Something else to think about, I have also (before the pandemic) been fortunate enough to have larger more comfortable case quantities of a known lot. And as I progressed through the supply, the performance changes - sometimes mandating validation or retesting. As we shoot thousands of rounds through these barrels, they wear, change very slightly dimensionally and with regard to surface roughness (and the ability to carry lubricant). Barrels last a long time if cleaned properly, but that doesn't mean they don't change throughout the course of their useful life.

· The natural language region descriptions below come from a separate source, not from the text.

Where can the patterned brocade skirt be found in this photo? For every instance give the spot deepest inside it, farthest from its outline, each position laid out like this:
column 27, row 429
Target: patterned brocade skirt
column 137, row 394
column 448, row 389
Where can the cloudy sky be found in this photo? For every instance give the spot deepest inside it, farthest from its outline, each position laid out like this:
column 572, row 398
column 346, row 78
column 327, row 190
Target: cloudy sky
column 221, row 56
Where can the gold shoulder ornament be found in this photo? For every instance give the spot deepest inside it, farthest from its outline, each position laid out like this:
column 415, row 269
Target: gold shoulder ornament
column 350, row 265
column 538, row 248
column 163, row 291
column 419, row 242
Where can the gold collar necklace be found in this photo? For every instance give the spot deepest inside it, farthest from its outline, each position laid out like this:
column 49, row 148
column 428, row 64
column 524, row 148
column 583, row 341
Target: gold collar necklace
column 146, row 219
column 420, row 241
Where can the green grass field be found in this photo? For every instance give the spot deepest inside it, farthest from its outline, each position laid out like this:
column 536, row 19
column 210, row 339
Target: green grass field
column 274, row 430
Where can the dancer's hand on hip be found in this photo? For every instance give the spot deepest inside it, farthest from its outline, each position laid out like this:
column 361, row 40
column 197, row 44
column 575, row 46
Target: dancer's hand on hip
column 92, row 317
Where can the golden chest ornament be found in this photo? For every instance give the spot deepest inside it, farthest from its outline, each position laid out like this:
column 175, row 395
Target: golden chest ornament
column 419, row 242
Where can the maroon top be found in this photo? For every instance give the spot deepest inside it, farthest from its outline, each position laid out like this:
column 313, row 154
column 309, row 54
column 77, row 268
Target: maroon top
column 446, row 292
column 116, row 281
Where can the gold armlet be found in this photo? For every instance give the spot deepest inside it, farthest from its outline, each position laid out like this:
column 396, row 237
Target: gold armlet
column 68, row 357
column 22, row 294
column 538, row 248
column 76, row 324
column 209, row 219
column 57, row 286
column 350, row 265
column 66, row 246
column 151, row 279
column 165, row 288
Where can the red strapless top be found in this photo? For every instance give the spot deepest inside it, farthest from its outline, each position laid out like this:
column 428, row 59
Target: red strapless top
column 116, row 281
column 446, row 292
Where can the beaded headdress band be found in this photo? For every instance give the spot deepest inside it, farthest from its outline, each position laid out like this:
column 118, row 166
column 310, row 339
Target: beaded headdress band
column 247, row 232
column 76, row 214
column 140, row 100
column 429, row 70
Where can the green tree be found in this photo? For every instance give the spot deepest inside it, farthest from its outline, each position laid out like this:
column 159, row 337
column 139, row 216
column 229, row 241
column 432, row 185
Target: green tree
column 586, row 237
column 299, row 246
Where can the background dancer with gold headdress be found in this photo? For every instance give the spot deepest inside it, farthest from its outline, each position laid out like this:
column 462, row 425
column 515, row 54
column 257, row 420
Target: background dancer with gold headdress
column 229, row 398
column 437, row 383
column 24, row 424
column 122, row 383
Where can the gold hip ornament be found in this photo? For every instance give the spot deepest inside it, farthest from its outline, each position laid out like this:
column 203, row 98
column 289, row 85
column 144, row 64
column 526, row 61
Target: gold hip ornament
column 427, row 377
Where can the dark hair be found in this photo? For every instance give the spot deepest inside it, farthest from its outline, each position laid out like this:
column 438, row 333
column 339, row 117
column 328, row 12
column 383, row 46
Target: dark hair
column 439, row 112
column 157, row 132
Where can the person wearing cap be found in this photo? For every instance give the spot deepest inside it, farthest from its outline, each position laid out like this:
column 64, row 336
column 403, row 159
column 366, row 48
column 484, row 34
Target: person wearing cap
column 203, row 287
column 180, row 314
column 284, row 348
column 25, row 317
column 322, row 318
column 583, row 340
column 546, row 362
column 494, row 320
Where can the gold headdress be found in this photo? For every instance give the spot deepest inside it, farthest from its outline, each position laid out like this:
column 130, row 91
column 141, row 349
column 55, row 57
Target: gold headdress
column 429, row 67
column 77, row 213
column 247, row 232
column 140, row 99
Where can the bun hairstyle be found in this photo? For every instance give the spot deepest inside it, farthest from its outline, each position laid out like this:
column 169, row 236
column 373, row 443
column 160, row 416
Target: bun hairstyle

I know this is not conventional RFBR wisdom, but RFBR is not the only RF sport where only the absolute best regarding mechanical performance and accuracy are capable of winning on the National (or International) stage.
And out of the complete humility this sport has taught me..........I am very well aware that I could be COMPLETELY wrong. Lord knows, it wouldn't be the first time!
Still learning every day (I guess that's what keeps us all coming back!).